It doesn't happen on uniprocessor because each tiobench instance gets to run
for a timeslice, during which it is able to allocate a decent number of
contiguous blocks.

ext2 has block preallocation and will intermingle in 32k units, not 4k units.
So it's still crap, only not so smelly.

Does it matter much in practice? Sometimes, not often.

It is crap? Yes.

Do I have time to do anything about it? Probably not.


2003-01-24 01:11:25

by Randy Hron

[permalink] [raw]
Subject: Re: big ext3 sequential write improvement in 2.5.51-mm1 gone in 2.5.53-mm1?

>> >lovely. These two files have perfectly intermingled blocks.

>> Writeback? or read?

> Both.

> The fileystems need fixing....

Did you add a secret sauce to 2.5.59-mm2? 10x sequential
write improvement on ext3 for multiple tiobench threads.

Quad P3 Xeon (4GB ram)
8 GB files
4K blocksize
32 threads
Rate = MB/sec
latency in milliseconds

Sequential Writes ext3
Avg Maximum Lat% Lat% CPU
Kernel Rate (CPU%) Latency Latency >2s >10s Eff
---------- ------------------------------------------------------------
2.4.20aa1 11.85 72.77% 11.814 21802.73 0.05036 0.00000 16
2.5.59 3.42 17.36% 83.976 3109518.52 0.11253 0.05088 20
2.5.59-mm2 32.39 34.28% 7.742 340597.62 0.04287 0.01765 94

Similar improvement for seq writes for 2, 4, 8, 16, 64, 128, 256 threads.

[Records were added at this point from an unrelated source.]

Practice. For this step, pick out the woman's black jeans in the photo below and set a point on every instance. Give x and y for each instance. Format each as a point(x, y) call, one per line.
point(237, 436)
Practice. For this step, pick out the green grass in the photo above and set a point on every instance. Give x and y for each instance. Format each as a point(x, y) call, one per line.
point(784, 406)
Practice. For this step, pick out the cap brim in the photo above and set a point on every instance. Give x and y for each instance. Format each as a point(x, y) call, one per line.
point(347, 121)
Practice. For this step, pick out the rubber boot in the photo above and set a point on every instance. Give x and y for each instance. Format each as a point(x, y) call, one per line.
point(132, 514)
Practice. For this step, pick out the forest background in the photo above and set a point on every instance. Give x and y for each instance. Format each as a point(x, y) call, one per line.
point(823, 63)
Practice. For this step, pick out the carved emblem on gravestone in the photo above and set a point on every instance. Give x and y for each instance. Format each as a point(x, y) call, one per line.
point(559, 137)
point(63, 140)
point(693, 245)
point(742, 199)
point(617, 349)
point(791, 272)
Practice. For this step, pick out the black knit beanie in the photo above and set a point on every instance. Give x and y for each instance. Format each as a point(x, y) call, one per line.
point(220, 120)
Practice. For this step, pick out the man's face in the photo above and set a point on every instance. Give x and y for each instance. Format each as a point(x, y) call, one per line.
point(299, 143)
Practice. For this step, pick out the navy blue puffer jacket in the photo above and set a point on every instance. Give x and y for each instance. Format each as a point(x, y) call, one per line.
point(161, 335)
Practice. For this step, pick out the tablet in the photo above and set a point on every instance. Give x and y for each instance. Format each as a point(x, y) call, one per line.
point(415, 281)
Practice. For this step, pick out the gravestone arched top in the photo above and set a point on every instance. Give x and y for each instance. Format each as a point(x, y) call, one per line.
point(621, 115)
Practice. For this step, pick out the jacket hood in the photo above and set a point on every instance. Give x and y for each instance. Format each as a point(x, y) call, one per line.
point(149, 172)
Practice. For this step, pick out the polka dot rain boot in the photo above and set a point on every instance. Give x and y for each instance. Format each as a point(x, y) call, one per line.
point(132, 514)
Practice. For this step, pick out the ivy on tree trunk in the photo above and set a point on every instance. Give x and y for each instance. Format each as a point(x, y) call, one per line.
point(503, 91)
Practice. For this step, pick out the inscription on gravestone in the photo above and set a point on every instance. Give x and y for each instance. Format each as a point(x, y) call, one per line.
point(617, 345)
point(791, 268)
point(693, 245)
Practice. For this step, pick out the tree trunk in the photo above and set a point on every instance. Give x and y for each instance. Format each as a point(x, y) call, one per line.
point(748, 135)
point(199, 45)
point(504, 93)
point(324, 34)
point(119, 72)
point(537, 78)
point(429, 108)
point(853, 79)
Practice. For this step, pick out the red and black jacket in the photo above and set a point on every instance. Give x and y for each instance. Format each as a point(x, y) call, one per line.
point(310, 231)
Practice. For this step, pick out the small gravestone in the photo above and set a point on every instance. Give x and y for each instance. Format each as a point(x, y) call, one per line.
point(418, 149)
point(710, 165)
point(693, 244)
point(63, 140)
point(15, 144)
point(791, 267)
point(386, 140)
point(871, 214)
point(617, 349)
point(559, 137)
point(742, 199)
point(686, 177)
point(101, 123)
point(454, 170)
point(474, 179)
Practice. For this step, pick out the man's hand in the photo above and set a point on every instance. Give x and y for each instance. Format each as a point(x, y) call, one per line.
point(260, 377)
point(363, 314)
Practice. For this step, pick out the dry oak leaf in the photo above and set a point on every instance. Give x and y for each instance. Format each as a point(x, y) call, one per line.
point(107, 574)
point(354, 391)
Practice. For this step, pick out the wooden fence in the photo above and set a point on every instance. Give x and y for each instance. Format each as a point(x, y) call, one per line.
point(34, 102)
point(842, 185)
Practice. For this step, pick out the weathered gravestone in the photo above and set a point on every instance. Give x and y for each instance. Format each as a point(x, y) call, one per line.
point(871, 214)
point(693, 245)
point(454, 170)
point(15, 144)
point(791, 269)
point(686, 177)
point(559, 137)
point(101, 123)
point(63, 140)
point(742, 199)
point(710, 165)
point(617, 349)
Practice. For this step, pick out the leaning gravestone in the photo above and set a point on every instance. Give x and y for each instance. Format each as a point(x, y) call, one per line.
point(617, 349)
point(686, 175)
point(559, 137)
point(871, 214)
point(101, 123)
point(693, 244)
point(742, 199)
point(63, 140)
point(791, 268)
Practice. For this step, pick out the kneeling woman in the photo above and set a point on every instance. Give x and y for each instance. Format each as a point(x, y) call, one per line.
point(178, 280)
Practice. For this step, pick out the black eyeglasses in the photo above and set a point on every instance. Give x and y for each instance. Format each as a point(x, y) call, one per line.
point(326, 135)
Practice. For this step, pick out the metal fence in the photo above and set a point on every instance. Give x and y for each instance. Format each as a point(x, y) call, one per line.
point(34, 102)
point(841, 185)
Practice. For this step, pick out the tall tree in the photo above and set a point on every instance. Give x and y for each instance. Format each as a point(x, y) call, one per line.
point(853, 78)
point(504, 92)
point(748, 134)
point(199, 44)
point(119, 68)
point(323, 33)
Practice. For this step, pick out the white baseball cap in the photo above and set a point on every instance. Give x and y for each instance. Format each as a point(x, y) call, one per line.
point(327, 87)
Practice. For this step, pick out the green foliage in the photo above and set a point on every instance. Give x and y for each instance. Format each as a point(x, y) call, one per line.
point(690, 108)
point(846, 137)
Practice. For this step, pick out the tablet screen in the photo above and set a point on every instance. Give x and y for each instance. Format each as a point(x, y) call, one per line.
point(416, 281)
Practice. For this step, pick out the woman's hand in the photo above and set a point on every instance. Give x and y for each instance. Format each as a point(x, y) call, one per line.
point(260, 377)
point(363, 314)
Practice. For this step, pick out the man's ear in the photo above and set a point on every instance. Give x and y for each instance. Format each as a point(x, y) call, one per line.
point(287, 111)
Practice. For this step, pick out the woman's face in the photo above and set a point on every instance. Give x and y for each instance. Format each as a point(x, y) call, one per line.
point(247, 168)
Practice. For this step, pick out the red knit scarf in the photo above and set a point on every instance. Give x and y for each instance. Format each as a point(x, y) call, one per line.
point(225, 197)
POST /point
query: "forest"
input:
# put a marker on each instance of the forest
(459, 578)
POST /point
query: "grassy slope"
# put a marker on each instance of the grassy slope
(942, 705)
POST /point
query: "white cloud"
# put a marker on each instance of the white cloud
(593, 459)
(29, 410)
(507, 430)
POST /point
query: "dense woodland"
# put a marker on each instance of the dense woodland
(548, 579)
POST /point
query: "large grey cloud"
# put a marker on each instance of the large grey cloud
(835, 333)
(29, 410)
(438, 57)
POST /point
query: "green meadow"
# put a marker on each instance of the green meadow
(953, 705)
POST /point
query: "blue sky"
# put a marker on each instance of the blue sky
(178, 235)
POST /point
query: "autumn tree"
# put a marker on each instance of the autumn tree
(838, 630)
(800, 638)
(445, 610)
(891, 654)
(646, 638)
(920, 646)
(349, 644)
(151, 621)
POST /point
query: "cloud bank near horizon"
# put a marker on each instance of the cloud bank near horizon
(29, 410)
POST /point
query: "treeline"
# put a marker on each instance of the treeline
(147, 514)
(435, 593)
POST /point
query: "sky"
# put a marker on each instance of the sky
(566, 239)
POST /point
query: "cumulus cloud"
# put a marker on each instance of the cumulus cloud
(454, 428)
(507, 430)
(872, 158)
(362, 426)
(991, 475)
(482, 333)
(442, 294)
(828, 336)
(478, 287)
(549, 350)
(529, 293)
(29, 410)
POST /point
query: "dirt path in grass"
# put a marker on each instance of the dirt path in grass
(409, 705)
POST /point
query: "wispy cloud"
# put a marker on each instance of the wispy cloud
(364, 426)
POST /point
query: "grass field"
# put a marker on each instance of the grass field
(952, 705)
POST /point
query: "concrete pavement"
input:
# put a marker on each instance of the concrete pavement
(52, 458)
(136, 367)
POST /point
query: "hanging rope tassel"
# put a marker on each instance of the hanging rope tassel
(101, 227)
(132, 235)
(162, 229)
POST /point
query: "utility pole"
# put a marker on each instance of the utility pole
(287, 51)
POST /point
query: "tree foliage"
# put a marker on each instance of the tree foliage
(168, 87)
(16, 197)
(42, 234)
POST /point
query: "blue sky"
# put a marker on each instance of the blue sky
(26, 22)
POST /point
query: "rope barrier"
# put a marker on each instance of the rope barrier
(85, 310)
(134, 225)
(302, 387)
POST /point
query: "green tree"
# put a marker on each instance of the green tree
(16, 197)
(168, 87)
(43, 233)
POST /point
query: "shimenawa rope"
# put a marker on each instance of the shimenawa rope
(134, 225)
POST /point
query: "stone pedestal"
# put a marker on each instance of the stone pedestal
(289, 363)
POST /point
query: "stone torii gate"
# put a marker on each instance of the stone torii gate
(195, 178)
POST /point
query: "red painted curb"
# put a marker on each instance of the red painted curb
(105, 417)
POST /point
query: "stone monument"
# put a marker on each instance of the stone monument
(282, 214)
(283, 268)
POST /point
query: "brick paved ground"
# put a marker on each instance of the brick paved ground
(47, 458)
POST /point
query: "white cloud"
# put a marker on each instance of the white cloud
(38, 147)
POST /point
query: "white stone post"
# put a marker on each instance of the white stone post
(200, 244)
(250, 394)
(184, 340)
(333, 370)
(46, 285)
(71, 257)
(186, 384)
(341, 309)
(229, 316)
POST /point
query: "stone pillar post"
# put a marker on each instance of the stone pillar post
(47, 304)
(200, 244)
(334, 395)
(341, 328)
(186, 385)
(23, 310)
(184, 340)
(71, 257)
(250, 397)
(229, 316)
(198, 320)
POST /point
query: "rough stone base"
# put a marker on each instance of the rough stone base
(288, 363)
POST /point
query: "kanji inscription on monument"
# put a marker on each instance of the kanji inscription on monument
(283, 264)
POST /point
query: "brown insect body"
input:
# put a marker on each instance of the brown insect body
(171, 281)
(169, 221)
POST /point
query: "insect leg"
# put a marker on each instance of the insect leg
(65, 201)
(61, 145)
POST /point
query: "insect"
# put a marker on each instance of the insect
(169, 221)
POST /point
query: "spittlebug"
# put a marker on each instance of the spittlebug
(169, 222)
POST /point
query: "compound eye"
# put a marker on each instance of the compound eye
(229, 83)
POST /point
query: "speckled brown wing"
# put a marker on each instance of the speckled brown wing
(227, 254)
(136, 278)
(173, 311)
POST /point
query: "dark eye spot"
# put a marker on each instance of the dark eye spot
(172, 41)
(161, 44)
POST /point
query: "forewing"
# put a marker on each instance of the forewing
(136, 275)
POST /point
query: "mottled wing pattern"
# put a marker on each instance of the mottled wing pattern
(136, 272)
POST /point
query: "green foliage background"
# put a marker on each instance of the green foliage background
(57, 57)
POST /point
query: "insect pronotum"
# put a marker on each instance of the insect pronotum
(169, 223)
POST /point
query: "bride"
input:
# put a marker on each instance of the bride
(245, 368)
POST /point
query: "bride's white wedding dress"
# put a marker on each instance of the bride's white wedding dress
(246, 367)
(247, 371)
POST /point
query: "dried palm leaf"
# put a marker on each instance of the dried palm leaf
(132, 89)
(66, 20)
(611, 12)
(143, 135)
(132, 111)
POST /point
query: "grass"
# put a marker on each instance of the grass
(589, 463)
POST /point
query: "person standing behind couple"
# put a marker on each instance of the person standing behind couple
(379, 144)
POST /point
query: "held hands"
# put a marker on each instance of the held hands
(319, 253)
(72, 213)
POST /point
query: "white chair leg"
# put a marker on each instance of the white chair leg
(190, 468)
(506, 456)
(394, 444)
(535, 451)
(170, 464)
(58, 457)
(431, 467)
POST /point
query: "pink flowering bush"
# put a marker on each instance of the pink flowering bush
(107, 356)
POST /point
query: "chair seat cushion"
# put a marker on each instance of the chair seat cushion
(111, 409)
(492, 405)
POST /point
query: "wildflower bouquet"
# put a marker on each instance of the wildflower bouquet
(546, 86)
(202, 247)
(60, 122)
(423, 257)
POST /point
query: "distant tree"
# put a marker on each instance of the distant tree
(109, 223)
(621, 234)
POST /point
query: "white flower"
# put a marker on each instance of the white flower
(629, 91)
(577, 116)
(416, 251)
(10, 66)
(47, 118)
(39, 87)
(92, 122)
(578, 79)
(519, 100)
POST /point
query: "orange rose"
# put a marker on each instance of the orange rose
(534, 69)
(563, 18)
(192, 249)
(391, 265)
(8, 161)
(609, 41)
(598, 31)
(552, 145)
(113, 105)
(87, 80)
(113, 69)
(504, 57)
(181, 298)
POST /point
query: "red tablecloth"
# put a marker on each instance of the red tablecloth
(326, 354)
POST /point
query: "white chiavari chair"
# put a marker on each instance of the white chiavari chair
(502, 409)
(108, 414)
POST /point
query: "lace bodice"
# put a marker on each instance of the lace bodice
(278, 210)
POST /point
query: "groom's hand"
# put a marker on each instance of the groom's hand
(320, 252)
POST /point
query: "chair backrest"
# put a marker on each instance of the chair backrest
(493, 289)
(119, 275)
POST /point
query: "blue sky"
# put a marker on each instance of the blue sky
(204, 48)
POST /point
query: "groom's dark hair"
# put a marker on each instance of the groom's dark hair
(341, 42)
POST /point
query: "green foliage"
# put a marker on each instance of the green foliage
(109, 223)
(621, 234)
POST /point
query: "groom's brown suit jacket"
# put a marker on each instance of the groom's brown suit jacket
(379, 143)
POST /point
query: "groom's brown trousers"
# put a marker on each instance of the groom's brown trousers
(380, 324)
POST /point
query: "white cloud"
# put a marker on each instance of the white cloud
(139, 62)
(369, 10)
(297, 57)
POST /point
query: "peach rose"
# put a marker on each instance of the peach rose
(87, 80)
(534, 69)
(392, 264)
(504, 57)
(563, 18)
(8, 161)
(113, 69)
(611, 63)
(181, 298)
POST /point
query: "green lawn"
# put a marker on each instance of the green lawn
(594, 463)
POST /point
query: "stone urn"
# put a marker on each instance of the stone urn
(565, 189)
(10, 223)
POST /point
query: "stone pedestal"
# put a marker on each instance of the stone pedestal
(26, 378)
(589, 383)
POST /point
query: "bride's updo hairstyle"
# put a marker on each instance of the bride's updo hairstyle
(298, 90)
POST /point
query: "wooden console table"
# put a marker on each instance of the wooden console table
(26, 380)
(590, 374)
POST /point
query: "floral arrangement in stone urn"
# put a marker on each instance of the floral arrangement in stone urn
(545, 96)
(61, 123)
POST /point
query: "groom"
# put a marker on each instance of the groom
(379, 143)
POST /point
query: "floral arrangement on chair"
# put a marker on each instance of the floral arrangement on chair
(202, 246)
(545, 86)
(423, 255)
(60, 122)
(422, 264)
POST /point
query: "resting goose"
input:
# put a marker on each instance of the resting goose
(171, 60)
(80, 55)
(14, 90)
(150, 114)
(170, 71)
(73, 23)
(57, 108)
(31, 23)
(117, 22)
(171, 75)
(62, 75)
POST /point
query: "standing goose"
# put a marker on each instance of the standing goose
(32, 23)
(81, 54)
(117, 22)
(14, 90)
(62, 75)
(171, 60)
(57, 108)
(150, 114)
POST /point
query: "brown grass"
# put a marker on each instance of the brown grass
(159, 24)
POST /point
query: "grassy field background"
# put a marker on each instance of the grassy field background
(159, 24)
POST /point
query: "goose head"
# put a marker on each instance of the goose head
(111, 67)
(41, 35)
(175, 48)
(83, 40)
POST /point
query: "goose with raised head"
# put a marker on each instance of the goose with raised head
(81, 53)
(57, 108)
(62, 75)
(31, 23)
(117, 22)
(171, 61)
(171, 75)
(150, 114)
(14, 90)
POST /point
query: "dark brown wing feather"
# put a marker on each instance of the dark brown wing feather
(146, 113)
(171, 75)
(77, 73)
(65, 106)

Sequential reads on ext3 with 2.5.59-mm2 improves around 3x for various
thread counts. Below is 32 threads.

Sequential Reads ext3
Avg Maximum Lat% Lat% CPU
Kernel Rate (CPU%) Latency Latency >2s >10s Eff
---------- ------------------------------------------------------------
2.4.20aa1 8.24 7.21% 28.587 449134.11 0.10395 0.07086 114
2.5.59 9.50 5.50% 36.703 4310.62 0.00000 0.00000 173
2.5.59-mm2 35.28 17.69% 10.173 18950.56 0.01010 0.00000 199


--
Randy Hron
http://home.earthlink.net/~rwhron/kernel/bigbox.html

2003-01-24 02:01:17

by Andrew Morton

[permalink] [raw]
Subject: Re: big ext3 sequential write improvement in 2.5.51-mm1 gone in 2.5.53-mm1?

[email protected] wrote:
>
> Did you add a secret sauce to 2.5.59-mm2?

I have not been paying any attention to the I/O scheduler changes for a
couple of months, so I can't say exactly what caused this. Possibly Nick's
batch expiry logic which causes the scheduler to alternate between reading
and writing with fairly coarse granularity.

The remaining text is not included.